Auf den letzten Seiten schafft es der Titelheld dann endlich doch noch, mit einer Frau ins Bett zu gehen. Ein Wochenende lang darf er sich dazu fröhlich an einem Strand in der Karibik suhlen, bevor die Bande der lokalen Machos ihn ins Zuckerfeld entführt und dort erschießt. Denn seine Auserwählte, eine alternde Hure mit mütterlichem Hang zu dicken Knaben, in der er nach langen Jahren der entbehrungs- und enttäuschungsreichen Suche die Liebe seines Lebens sieht, gehört schon einem anderen, der sich nicht grundlos capitán nennt und ihr selbstverständlich keinen jüngeren Gespielen gönnt. Schon einmal hat er dies gewaltsam klargestellt. Beim zweiten Mal wird daher nicht gefackelt, und der Held stirbt seinen Liebestod.

Diesen Ausgang der Geschichte darf man deshalb hier getrost verraten, weil schon der Titel des Romans - "Das kurze, wundersame Leben des Oscar Wao"- uns auf das Ende vorbereitet. Man hat es längst herbeigesehnt. Nach nahezu vierhundert Seiten pubertär aufgedrehter Testosteronprosa im übersteuerten Ton eines großspurigen Erzählers tut die Ruhe nach dem Ende richtig gut.
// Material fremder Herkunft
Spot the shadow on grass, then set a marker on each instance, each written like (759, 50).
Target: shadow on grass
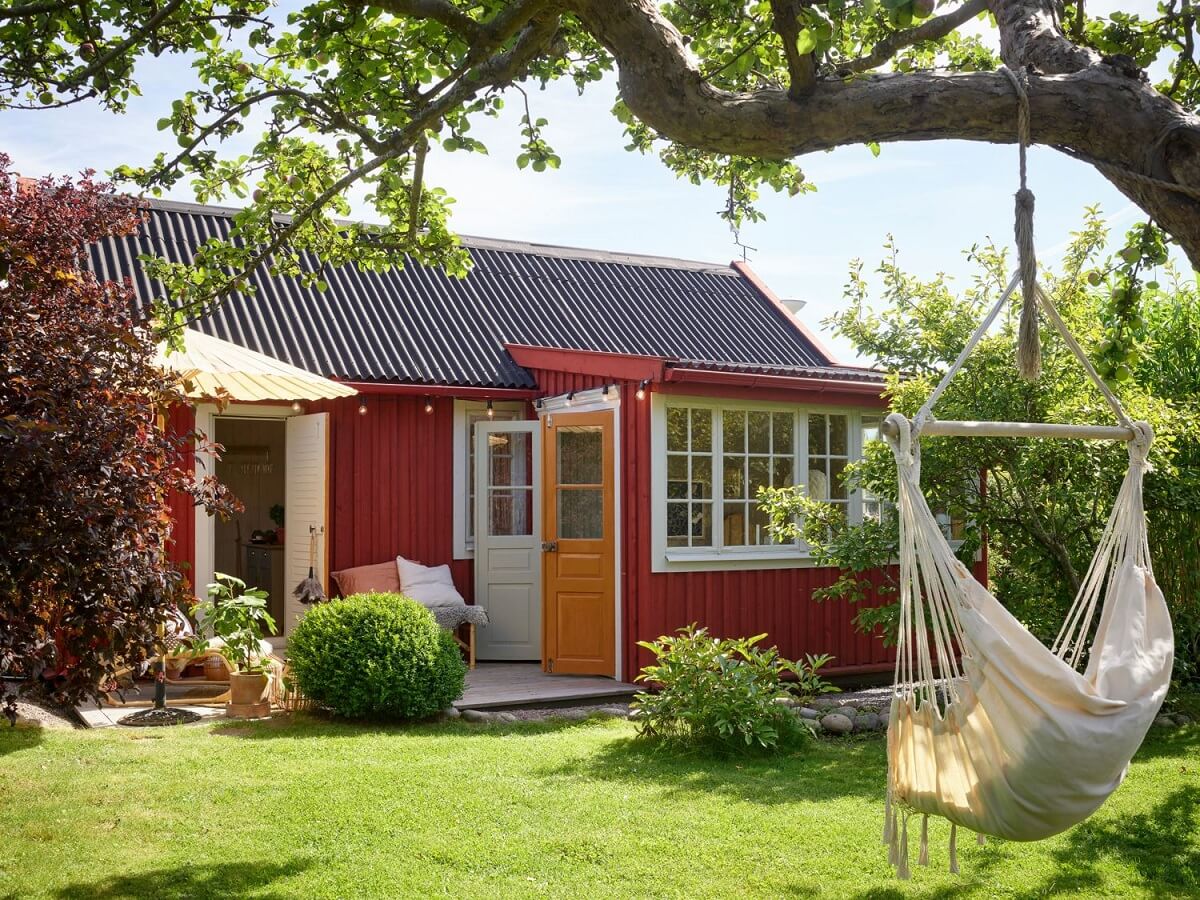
(815, 772)
(1169, 743)
(219, 880)
(15, 738)
(315, 725)
(1159, 846)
Eine Familiensaga über drei Generationen zwischen der Dominikanischen Republik und New Jersey mit großem Aufgebot an Personal und ausschweifenden Handlungsbögen, präsentiert vor der bewegten historischen Kulisse eines guten halben Jahrhunderts, soll uns hier offenbar geboten werden. Doch was den Erzähler letztlich interessiert und was daher die Spannung durch sämtliche Abschweifungen halten muss, ist die schlichte Frage, ob der Titelheld das alte Sprichwort widerlegen kann, dass noch kein Dominikaner als Jungfrau gestorben sei. Nach dem Gesetz der Serie müssen dem übergewichtigen Nerd, der ganz in der virtuellen Welt der Fantasy, der Rollenspiele und Sciencefiction lebt, daher eine Reihe von erträumten und misslingenden Beziehungen widerfahren. Die aber sind, bis er mit dreiundzwanzig endlich seine sexuelle Initiation und finale Gnade findet, so absehbar wie trist.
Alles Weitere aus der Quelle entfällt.